We will now try to see if this is always the same php
process which
call the read
syscall using the
readid.d DTrace script. Then, we will get
the exact file names accessed (read) by the php
processes helped by
the readfile.d script:
# ./readid.d php 5s
Sampling for 5s ... Please wait.
PROGRAM PID COUNT
[...]
php 26333 1351
php 26345 1353
php 26408 1353
php 26448 1353
php 26340 1353
php 26440 1353
php 26432 1353
php 26424 1353
php 26436 2376
php 26372 2376
php 26357 2376
php 26353 2376
php 26379 2376
php 26369 2378
php 26328 3136
#
# ./readfile.d php 5s
Sampling for 5s ... Please wait.
FILE NAME COUNT
[...]
/data/p2/sysdoc/soft/php_5.0.3_3/php.ini 231
/data/sybase_client/V12.5.1_32bits_SunOS/charsets/iso_1/charset.loc 330
/data/sybase_client/V12.5.1_32bits_SunOS/config/objectid.dat 374
/data/sybase_client/V12.5.1_32bits_SunOS/locales/message/us_english/cslib.loc
429
/data/sybase_client/V12.5.1_32bits_SunOS/charsets/utf8/iso_1.ctb 660
/data/sybase_client/V12.5.1_32bits_SunOS/locales/message/us_english/tcllib.loc
858
/data/sybase_client/V12.5.1_32bits_SunOS/locales/locales.dat 1056
/data/sybase_client/V12.5.1_32bits_SunOS/locales/message/us_english/ctlib.loc
2244
/data/sybase_client/V12.5.1_32bits_SunOS/charsets/utf8/charset.loc 5473
/tools/list/sybase/interfaces 33116
So, we saw that multiple php
processes uses the read
syscall, and
that the number of reads is relatively similar.
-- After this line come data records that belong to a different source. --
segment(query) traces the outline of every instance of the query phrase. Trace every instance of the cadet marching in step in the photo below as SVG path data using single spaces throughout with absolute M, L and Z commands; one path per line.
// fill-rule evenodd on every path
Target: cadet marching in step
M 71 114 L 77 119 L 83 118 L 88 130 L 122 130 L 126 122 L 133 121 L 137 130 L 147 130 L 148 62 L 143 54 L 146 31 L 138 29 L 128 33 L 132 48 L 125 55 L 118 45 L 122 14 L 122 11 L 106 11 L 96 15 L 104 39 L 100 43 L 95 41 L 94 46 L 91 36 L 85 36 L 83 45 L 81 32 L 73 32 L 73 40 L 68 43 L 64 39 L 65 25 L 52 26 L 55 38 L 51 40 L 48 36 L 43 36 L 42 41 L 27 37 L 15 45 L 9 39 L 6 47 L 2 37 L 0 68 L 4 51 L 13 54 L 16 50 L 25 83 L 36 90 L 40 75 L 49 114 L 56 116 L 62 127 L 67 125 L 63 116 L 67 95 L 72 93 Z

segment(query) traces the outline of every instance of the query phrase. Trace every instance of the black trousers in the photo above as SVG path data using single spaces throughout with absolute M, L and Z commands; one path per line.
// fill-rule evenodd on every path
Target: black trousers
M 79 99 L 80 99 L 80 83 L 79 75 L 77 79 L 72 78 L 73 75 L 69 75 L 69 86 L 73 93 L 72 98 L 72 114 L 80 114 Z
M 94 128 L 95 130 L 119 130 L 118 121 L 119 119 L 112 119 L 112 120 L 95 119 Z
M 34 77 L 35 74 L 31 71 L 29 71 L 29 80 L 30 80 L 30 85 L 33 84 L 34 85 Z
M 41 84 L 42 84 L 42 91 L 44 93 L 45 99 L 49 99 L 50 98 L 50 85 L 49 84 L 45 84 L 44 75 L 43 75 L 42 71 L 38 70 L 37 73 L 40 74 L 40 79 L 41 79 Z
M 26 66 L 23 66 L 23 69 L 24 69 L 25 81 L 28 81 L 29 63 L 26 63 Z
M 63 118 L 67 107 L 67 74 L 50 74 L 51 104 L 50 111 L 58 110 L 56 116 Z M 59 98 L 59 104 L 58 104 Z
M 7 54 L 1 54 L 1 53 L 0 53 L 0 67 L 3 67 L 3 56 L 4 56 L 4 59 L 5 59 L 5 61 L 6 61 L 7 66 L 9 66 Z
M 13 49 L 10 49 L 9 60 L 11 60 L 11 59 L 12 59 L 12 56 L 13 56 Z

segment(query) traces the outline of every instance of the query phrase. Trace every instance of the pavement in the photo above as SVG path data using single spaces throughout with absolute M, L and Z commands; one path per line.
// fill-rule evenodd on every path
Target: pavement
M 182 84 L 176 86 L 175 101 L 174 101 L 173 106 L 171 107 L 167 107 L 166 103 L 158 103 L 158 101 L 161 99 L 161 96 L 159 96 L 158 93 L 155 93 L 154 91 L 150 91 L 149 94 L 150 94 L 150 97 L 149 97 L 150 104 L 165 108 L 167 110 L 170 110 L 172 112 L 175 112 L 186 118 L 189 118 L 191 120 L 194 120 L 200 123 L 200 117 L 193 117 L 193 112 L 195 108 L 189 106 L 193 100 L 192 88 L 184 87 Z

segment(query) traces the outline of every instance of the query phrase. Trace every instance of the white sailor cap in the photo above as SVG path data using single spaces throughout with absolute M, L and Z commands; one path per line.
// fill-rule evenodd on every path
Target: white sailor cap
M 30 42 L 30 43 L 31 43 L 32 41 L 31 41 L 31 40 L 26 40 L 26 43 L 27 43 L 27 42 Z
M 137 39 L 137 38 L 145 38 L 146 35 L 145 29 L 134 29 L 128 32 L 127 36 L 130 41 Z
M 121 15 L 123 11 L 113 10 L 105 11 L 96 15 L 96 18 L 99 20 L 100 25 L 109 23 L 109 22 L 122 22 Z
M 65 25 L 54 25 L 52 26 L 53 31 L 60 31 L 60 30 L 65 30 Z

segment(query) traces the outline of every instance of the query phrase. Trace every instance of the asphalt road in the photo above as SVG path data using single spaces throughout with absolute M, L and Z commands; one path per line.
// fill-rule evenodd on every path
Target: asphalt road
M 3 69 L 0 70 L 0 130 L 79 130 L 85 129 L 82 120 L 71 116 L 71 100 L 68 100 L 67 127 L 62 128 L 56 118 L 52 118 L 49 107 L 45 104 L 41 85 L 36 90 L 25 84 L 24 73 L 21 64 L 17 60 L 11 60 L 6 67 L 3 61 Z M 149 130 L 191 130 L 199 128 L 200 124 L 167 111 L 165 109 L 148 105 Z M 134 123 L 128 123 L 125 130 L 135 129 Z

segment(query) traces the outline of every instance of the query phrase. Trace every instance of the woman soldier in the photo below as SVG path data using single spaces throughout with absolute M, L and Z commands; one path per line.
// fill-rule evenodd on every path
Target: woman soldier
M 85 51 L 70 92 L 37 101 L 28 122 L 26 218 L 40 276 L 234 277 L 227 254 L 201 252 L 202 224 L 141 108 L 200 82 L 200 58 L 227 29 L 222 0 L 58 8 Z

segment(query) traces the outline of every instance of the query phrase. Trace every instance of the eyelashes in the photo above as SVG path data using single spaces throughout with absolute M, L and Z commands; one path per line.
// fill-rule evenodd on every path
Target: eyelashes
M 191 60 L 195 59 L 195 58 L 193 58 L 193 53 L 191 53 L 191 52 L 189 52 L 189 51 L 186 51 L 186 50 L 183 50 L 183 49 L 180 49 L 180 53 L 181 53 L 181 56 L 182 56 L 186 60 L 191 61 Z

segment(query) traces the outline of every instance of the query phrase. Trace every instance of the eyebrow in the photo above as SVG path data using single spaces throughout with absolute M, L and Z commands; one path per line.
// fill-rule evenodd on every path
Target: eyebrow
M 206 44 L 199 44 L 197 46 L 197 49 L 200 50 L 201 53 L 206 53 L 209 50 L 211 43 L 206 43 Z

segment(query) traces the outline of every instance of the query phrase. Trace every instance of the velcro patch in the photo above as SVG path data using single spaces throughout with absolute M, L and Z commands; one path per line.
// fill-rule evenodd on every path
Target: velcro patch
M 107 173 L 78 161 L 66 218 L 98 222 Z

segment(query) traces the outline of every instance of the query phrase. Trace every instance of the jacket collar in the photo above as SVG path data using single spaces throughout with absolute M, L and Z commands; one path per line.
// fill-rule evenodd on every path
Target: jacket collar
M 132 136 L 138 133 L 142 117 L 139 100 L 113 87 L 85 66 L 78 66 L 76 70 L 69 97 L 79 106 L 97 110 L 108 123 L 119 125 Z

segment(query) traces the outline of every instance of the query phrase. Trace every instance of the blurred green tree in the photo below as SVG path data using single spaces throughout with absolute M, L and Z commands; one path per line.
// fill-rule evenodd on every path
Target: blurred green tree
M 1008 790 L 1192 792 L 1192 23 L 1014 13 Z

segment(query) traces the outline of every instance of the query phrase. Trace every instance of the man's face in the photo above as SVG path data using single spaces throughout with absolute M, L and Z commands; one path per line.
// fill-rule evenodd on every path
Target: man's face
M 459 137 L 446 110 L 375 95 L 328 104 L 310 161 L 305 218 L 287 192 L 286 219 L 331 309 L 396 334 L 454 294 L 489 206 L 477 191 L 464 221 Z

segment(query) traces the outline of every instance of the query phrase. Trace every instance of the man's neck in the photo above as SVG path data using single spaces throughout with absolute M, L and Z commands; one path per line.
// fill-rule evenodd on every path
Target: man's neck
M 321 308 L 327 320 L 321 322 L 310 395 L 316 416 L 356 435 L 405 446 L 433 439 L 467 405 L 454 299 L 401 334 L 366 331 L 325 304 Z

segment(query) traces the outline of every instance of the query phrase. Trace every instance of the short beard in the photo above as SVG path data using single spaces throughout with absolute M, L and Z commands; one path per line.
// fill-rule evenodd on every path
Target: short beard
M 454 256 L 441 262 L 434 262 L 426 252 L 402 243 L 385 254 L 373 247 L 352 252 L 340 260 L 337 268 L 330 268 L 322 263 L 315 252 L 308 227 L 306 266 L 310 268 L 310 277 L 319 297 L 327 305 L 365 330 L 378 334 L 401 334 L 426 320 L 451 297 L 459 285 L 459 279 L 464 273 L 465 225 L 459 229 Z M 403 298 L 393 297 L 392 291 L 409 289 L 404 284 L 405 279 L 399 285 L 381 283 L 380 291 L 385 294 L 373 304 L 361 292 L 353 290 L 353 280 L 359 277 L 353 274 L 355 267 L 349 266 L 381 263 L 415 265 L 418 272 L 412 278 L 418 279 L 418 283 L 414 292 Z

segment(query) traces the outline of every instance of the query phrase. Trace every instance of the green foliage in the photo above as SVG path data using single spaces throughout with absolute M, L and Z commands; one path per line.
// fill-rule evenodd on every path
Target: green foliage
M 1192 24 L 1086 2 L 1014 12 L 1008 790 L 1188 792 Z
The second output is
more interesting as it shows that the file which is read so often is the
interfaces
file, a Sybase RDBMS configuration file used for
client-server connection definitions.
Last, the opensnoop.d
DTrace script shows that some of our Nagios
configuration must be done again since we try to access to nonexistent
paths:
# sh ./opensnoop.d -x -n php
UID PID COMM FD PATH
620 8483 php -1 /var/ld/ld.config
620 8483 php -1 /bin//php-cli.ini
620 8483 php -1 /soft/sun_free/php/php-cli.ini
620 8483 php -1 /bin//php.ini
620 8483 php -1 /usr/nagios/site/my_syb_client/OCS-12_5/config/ocs.cfg
620 8483 php -1 //getinfo.php
620 8483 php -1 /soft/sun_free/php/lib/php/getinfo.php
620 8483 php -1 /soft/sun_free/adodb/getinfo.php
620 8483 php -1 //recuperation_seuil.php
620 8483 php -1 /soft/sun_free/php/lib/php/recuperation_seuil.php
620 8483 php -1 /soft/sun_free/adodb/recuperation_seuil.php
620 8483 php -1 //mysql_connect.php
620 8483 php -1 /soft/sun_free/php/lib/php/mysql_connect.php
620 8483 php -1 /soft/sun_free/adodb/mysql_connect.php
620 8483 php -1 //sybase_check_appli.php
620 8483 php -1 /soft/sun_free/php/lib/php/sybase_check_appli.php
620 8483 php -1 /soft/sun_free/adodb/sybase_check_appli.php
620 8483 php -1 //sybase_check_system.php
620 8483 php -1 /soft/sun_free/php/lib/php/sybase_check_system.php
620 8483 php -1 /soft/sun_free/adodb/sybase_check_system.php
620 8483 php -1 //mysql_connect.php
620 8483 php -1 /soft/sun_free/php/lib/php/mysql_connect.php
620 8483 php -1 /soft/sun_free/adodb/mysql_connect.php
620 8487 php -1 /var/ld/ld.config
620 8487 php -1 /bin//php-cli.ini
620 8487 php -1 /soft/sun_free/php/php-cli.ini
620 8487 php -1 /bin//php.ini
[...]
Well, DTrace helped us to see where the excessive CPU consumption came from, along with telling us what are the roots for this behavior: connections to Sybase RDBMS, and bad search paths. So, I now can go and see the developers to provide them with these useful information to debug their Nagios agents.